New Telegraph

FG warns against rejection of emergency patients

The Federal Government has warned public hospitals to desist from rejecting and delaying testing of patients in emergency situations. Minister of Health, Dr. Osagie Ehanire, who gave the warning at a meeting with the Minister of Federal Capital Territory (FCT) and medical directors of government hospitals under the FCT catchment area, also directed all major public hospitals in the FCT to facilitate fast sample collection, reduce turn-around time for test results and bring more efficiency to the response strategy.

Ehanire, who said the development whereby health practitioners were neglecting their patients mainly for fear of contracting coronavirus, was totally unacceptable, directed the activation of GeneXpert diagnostic machines at the National Hospital and the University of Abuja Teaching Hospital (UATH), where most of the reports emanated from. His words: “I appeal to all Medical Directors, who we have specifically invited here today for this message, that we shall hold each personally accountable for the outcomes emanating from your hospitals.

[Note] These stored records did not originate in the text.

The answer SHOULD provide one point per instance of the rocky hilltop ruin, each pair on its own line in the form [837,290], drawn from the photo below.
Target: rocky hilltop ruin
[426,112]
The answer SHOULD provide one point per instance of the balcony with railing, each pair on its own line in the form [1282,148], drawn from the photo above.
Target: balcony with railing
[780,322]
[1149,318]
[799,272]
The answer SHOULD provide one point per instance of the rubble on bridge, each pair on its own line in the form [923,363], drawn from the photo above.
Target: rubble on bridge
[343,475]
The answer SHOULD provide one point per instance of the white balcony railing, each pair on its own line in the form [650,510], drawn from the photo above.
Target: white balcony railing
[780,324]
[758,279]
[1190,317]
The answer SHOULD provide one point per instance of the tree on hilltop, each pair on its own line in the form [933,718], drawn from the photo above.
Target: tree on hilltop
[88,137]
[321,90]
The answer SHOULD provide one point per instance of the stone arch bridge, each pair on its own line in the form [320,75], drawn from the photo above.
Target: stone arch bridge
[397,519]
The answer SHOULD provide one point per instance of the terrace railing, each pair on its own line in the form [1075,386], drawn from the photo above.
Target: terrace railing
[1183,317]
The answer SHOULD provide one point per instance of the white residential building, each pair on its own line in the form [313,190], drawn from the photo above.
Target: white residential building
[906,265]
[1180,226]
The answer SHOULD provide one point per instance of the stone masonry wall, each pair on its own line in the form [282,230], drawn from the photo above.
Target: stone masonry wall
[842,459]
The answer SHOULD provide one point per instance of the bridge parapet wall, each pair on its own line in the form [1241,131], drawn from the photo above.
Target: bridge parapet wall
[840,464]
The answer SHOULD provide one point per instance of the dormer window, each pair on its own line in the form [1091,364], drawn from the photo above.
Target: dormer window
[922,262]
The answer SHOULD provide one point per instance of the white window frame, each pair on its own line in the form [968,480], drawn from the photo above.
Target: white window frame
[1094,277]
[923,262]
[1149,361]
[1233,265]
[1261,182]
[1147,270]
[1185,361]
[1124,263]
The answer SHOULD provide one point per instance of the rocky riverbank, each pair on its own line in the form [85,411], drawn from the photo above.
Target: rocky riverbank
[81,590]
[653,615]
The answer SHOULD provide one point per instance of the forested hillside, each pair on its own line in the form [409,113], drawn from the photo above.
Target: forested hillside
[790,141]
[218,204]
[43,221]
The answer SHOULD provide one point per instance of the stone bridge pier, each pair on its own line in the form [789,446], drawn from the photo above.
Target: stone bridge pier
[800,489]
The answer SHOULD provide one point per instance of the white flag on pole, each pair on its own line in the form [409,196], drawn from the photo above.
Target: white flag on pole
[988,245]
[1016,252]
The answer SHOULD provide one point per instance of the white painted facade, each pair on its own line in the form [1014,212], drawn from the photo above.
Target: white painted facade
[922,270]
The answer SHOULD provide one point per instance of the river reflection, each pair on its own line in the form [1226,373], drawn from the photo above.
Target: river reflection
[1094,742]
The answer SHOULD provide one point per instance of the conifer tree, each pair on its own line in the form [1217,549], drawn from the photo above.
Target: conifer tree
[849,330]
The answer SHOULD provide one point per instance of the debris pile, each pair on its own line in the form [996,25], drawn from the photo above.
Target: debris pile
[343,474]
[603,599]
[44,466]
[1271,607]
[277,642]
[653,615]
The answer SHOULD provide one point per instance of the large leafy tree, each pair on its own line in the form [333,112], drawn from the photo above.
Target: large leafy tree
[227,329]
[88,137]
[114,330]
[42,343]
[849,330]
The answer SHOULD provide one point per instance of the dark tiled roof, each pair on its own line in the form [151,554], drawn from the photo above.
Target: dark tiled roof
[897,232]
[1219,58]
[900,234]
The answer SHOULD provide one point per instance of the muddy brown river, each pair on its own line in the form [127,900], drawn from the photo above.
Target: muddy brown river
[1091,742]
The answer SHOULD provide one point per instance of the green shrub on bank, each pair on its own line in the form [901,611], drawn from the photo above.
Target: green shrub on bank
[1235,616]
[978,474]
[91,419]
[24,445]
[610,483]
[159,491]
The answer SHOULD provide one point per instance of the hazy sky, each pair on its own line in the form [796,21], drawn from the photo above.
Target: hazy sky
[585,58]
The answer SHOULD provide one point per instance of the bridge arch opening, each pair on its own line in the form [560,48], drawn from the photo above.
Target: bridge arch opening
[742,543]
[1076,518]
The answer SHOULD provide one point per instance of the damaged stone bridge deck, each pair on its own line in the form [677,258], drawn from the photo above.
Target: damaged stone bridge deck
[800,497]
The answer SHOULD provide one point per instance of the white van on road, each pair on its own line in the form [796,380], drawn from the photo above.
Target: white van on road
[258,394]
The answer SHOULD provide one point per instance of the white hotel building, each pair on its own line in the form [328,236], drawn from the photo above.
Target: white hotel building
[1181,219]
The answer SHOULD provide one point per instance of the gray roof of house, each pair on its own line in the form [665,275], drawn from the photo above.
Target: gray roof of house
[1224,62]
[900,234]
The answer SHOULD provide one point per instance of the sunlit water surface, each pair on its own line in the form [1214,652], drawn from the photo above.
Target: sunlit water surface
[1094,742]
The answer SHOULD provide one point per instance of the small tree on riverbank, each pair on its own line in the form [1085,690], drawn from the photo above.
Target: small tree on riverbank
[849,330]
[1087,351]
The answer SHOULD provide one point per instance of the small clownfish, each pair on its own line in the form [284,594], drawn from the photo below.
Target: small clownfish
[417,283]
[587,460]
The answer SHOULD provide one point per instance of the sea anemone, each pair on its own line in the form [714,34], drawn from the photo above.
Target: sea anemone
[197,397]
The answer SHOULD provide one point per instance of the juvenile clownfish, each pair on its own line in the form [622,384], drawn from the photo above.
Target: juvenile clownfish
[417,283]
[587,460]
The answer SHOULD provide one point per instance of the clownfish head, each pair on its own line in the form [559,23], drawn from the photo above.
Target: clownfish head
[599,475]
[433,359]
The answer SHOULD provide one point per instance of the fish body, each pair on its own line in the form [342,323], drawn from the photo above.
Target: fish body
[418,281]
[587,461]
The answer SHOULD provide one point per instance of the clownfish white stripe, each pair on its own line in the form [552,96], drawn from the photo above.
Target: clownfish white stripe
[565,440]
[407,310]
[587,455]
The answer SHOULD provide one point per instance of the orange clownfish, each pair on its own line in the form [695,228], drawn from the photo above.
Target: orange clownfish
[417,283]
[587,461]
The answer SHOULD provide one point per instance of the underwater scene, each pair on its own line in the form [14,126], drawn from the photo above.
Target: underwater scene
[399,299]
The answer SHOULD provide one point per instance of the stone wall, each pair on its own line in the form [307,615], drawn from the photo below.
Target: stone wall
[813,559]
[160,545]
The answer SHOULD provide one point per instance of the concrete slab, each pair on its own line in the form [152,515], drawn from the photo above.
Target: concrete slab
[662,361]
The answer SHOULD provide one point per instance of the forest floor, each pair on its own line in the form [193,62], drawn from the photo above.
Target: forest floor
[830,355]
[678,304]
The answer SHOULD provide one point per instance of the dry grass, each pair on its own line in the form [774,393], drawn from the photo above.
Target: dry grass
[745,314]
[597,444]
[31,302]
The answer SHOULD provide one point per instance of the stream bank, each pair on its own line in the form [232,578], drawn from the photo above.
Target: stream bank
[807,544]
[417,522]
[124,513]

“No emergency should be denied attention, even if it means admitting on a stretcher or examination couch to give life-saving oxygen. You are to kindly ensure that patients are attended to with dignity and dispatch. “This has to change and to address it, I have directed that a side lab for GeneXpert COVID-19 diagnostic machines, which deliver results within one hour, should be deployed and activated at the National Hospital Abuja and the University of Abuja Teaching Hospital, to cut down waiting time. “I also direct that basic diagnostic side labs be set up at the emergency centres of major hospitals.

I am talking of the frequency of reports of very sick persons being rejected and abandoned by our hospitals. “Many have died having been denied attention in hospitals, or told there is no bed, often after they have made marathon journeys from one hospital to the other in search of help.

“This is not acceptable, we cannot afford to continue to lose so many of our people, who have in fact found their way to a hospital, only to lose their lives to health conditions, some of which could have been cured. “We know that not all emergencies are COVID-19 and we know that our professional oaths oblige us to save lives and do something for those who come to us for help. “Our calling as doctors and health workers is to save lives. We cannot, at this time, abandon a divine responsibility, especially in case of emergency when our service is most needed. The situation calls for reexamining our system.”